When you have the rythm on, you have the option to add a fill in. That´s acomplished by touching a rectangular piece of metal on the front of the keyboard. Not a key, or slider or button, just a piece of metal that acts by the simple touch of a finger, or any other part of your body. That´s weird.
It has vibrato (two speeds), sustain (short or long), vibrato delay, volume pedal and sustain pedal inputs, high and low outputs, and headphones out.
It has its own metal stand, with the word CASIO in big letters. That´s cool for stage, if you´re a Casio freak, like some of us.
With a bit of imagination and good will, you can get a good pinkfloydesque sound, or even portisheadish by using disco rythm at low speed, fingered chord auto accompaniment with memory, organ sound, slow vibrato and playing minor chords. Remember: imagination!
Conclussion: it sounds great, it has weird features and it will never break or need a service. Perfect.
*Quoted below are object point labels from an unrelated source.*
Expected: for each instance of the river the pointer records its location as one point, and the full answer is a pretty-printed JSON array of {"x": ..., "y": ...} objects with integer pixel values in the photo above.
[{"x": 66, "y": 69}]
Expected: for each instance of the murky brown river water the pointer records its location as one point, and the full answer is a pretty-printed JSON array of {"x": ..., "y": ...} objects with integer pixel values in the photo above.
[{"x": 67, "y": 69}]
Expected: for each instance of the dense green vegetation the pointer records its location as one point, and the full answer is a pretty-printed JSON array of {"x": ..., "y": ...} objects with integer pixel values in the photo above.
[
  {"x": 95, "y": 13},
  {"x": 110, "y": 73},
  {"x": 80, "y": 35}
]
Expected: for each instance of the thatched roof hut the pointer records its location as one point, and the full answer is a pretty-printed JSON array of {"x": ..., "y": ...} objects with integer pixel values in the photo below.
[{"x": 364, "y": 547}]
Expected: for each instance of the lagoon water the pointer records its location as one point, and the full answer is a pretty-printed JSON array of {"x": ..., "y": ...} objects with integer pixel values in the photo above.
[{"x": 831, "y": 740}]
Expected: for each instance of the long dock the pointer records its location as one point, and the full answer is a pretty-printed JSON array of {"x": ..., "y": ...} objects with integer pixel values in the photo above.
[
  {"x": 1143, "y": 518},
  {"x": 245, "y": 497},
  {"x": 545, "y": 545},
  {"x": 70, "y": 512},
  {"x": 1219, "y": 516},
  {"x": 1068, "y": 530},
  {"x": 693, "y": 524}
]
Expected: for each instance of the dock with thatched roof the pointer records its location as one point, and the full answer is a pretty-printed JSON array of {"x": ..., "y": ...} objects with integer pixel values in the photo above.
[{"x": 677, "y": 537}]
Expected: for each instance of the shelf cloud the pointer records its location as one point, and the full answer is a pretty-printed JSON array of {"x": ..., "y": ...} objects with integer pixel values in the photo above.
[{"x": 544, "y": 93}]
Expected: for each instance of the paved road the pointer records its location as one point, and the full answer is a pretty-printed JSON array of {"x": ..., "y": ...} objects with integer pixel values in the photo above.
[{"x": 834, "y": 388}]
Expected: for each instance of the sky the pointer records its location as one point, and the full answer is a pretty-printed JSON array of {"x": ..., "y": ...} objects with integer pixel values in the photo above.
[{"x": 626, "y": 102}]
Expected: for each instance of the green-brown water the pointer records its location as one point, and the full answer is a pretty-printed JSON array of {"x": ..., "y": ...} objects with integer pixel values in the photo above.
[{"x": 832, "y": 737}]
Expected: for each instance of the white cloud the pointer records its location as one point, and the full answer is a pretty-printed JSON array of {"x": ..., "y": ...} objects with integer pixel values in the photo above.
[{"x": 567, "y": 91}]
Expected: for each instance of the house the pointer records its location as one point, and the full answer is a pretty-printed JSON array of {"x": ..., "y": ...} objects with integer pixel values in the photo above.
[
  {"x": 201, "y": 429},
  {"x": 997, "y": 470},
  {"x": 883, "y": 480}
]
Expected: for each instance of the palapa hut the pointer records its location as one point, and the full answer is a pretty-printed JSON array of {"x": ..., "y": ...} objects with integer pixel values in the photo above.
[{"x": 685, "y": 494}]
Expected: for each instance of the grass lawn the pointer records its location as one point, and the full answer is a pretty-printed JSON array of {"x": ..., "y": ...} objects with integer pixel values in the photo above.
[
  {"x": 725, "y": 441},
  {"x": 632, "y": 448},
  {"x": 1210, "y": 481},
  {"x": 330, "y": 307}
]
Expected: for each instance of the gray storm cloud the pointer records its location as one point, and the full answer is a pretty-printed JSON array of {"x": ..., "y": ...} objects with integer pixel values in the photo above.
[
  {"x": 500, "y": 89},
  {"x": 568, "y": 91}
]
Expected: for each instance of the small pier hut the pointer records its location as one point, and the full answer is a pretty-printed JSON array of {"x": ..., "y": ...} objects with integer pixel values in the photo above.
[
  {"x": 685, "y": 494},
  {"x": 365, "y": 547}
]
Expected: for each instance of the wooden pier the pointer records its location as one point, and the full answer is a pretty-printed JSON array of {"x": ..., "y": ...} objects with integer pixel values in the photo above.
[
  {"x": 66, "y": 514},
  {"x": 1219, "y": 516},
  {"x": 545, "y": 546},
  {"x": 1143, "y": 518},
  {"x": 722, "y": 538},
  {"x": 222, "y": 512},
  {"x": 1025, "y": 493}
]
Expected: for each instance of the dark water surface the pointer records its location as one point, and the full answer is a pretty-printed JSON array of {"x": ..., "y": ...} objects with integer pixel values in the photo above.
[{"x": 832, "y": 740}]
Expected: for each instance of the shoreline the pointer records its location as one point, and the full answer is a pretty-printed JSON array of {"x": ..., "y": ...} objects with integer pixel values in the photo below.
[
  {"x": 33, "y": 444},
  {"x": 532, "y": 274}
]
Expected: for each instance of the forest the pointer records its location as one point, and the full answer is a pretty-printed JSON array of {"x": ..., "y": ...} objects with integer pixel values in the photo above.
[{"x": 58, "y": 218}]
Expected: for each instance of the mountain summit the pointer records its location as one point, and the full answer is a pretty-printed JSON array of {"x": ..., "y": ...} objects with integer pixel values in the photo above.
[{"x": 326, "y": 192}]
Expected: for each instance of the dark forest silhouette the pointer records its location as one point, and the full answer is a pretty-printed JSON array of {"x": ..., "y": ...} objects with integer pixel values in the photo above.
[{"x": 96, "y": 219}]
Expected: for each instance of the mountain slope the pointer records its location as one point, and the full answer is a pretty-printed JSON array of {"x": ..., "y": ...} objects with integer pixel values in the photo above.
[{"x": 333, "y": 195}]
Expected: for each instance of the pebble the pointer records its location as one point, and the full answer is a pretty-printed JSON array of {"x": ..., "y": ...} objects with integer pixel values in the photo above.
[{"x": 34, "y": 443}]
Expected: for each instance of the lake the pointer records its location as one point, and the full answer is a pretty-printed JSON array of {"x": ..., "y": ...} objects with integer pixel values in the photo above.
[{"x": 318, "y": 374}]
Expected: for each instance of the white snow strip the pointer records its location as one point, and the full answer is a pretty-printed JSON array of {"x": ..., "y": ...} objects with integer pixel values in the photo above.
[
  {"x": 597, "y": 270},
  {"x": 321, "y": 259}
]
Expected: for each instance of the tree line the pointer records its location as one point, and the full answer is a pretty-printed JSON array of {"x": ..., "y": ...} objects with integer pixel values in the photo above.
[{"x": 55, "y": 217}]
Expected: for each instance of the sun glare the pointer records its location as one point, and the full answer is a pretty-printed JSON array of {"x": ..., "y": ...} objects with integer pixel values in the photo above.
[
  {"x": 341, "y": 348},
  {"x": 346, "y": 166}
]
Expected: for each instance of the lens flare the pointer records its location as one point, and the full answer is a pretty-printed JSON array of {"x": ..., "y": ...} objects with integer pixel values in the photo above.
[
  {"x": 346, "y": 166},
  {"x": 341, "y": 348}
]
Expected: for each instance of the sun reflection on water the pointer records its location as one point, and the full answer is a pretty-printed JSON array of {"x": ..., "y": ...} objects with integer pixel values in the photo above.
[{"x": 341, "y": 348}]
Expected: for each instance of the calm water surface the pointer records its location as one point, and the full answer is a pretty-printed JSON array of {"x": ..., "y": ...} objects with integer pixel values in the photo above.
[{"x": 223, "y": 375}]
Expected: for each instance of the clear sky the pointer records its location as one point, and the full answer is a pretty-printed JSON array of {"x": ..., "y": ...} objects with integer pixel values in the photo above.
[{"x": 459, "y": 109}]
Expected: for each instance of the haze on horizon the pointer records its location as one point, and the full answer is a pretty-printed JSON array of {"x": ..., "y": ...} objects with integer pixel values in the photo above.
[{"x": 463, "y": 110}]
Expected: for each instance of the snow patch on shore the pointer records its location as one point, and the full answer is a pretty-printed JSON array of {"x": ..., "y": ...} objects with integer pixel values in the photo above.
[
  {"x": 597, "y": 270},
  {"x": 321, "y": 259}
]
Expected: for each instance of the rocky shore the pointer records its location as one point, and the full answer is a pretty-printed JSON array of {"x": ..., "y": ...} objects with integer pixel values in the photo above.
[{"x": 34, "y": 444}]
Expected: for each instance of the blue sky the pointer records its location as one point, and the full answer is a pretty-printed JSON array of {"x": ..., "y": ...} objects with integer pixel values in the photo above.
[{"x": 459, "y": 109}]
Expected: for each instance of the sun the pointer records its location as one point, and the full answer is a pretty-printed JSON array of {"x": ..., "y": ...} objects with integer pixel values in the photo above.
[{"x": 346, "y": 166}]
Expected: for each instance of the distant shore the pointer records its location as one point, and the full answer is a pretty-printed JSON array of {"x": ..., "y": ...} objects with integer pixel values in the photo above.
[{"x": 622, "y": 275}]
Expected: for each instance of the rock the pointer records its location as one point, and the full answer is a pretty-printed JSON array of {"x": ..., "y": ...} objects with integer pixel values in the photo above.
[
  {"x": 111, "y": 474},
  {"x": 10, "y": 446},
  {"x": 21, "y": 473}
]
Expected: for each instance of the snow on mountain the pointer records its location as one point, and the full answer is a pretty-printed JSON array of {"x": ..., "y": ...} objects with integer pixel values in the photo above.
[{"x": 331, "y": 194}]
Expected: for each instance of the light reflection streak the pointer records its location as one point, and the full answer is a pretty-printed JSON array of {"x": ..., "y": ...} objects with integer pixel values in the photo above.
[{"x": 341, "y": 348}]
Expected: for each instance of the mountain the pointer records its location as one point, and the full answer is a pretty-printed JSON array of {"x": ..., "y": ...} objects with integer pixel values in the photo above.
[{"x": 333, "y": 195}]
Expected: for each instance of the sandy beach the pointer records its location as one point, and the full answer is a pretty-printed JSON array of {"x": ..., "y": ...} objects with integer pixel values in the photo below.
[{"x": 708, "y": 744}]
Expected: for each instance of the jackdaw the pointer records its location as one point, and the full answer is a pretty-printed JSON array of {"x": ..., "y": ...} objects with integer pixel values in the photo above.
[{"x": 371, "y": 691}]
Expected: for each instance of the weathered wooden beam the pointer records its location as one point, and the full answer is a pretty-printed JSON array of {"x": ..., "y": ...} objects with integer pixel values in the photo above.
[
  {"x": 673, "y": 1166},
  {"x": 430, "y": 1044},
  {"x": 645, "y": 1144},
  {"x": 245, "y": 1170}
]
The thing I like most about Casio, is that it always holds a surprise for you, even with the smallest keyboard. Example: I bought a Casio SK-1, and I thought: "wow, a Casio with a sampler, that´s awesome", and when I got it, I found that it had additive synthesis functions and envelopes you could assign to any sound. There´s always something else, like the VL-1, that has a calculator.